Shenzhen Daceen Technology Co., Ltd.
As we all know, the lead acid battery positive plate is PbO2 , and negative plate is soften metal of Pb, the electrolyte inside is H2SO4 . Since the battery discharged, redox reactions were carried out on the positive and negative plates respectively forming PbSO4 and H2O.
It can be seen that lead sulfate PbSO4 is the inevitable substance of lead-acid battery discharge or self-discharge, and with the increase of discharge depth, the amount of lead sulfate PbSO4 will increase, it will adhere to the plates surface to form lead sulfate cover. During the normal charging cycle and charged properly, PbSO4 crystals are reduced to lead. If the battery used and maintained improperly, such as: long-term undercharged and stored in warehouse, always deep discharged , water replenished not in time, etc., a thick and hard PbSO4 crystals will gradually be formed on the cell negative plate. This kind of PbSO4 crystal (PbSO4 ●5H2O) is inactive and low solubility, so that the Internal Resistance(IR) of the battery increases, leading to the decrease of charging ability. The traditional charger is difficult to reduce and dissolve it. As it charging, it mainly reacts with the water electrolyzed to H2 and O2, leading to the battery's further dehydration and sulphation accelerated. That is called "Battery Permanent Sulphation", which is the main cause of the early decrease of SOC and battery failure.

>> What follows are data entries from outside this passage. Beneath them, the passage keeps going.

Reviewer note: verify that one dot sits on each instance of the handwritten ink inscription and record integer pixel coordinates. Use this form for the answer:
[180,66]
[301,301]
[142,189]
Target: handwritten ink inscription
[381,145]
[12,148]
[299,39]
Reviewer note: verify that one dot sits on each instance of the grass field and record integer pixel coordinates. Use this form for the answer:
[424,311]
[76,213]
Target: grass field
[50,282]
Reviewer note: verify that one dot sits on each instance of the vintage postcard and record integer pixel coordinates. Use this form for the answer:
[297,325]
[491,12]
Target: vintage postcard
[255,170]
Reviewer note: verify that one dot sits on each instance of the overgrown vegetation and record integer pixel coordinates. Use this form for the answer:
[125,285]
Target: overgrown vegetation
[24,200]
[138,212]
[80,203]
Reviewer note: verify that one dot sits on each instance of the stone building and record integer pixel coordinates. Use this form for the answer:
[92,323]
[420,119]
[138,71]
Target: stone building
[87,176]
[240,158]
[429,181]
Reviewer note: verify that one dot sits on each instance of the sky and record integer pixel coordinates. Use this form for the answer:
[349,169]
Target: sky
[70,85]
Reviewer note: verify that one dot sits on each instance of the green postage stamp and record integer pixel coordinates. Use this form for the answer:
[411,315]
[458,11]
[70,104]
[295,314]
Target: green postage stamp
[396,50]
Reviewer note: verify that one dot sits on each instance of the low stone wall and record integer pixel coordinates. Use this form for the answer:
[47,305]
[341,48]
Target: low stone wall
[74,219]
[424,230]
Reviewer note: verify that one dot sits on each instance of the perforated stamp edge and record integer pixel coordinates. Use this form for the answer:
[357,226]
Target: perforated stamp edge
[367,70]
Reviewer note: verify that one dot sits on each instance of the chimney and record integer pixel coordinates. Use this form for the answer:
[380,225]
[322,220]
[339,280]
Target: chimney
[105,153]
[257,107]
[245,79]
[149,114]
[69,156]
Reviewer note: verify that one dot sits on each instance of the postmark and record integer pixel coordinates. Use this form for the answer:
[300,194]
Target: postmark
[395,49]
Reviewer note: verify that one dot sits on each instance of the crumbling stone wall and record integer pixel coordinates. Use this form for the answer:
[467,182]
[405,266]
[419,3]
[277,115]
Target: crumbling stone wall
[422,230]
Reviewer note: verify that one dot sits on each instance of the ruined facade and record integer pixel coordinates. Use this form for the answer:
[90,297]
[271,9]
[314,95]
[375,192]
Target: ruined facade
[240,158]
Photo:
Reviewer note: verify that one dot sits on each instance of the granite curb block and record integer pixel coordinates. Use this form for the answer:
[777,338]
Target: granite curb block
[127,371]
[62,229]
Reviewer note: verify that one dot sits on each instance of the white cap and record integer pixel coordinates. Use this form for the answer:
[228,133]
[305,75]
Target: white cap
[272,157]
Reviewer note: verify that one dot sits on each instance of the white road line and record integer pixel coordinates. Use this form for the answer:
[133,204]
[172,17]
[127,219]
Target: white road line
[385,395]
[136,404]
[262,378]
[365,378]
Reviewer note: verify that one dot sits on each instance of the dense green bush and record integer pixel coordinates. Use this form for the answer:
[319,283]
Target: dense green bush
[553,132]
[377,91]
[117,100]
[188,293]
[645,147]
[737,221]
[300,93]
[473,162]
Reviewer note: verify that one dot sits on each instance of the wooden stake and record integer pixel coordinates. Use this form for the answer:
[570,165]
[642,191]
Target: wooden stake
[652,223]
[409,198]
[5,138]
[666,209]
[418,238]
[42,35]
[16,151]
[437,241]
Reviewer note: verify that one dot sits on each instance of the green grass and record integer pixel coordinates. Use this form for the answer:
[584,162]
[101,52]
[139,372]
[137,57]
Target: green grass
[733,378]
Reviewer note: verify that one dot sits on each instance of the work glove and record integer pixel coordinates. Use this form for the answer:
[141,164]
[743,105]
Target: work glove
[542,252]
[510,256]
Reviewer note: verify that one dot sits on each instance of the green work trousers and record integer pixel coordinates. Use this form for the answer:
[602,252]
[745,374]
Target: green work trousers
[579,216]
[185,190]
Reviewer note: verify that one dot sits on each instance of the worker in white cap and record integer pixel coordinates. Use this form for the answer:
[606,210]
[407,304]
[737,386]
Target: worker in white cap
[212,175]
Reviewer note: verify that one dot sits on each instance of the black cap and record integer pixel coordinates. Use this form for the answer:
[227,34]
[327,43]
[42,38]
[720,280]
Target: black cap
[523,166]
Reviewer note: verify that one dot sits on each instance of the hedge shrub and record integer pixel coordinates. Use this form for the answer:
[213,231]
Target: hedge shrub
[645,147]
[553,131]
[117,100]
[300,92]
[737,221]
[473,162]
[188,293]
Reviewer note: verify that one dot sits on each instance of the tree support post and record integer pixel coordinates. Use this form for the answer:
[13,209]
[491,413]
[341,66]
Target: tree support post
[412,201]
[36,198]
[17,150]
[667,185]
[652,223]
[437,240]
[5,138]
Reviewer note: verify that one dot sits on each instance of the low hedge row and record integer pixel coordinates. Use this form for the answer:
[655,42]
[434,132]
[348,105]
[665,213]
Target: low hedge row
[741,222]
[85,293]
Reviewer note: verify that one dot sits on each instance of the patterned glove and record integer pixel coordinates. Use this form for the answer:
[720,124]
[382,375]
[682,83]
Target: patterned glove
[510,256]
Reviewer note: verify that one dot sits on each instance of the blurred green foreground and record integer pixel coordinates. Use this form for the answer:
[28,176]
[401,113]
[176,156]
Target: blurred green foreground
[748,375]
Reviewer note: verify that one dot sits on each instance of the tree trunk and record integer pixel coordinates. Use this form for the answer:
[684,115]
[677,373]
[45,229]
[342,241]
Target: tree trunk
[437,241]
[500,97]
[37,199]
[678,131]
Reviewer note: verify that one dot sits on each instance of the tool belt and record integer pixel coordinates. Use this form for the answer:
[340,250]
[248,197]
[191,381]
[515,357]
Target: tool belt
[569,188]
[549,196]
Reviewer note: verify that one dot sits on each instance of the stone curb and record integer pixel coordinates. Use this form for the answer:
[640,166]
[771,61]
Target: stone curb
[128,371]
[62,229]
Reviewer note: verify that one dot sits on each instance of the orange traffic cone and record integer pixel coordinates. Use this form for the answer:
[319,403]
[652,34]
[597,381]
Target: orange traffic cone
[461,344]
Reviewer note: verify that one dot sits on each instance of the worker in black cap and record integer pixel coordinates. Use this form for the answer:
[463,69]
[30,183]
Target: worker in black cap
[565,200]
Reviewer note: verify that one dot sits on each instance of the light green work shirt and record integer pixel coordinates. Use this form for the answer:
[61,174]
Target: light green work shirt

In theory, batteries should last many years, but they usually don't because of a series of detrimental problems caused by "excessive sulphation buildup" related to the natural and necessary formation of sulfate crystals on the surface of lead battery plates.
As a battery ages through use or sits unused for periods of time, these PbSO4 crystals enlarge and can build up "excessively" to the point where they create a physical barrier across the plate. Before long, this buildup (PbSO4 ●5H2O) can become so dense that a battery will no longer accept or release energy.
The real question is, if all of the lead sulfate crystals are not turned back into lead, how long does it take before they become so hard that they can not be converted? The answer is that varies--it might be weeks or months and depends on a number of factors such as the quality of the lead, temperature, plate chemistry, porosity, Depth-of-Discharge (DoD), electrolyte stratification, etc. The longer sulfation occurs, the larger and harder the lead sulfate crystals become. The positive plates will be light brown and the negative plates will be white.
Thus, sulfation is a huge problem for lead-acid batteries not being used, idled on a dealer's or DC's shelves, or in a UPS system standby deep discharged due to power cut, especially in hot temperatures leading to water lost.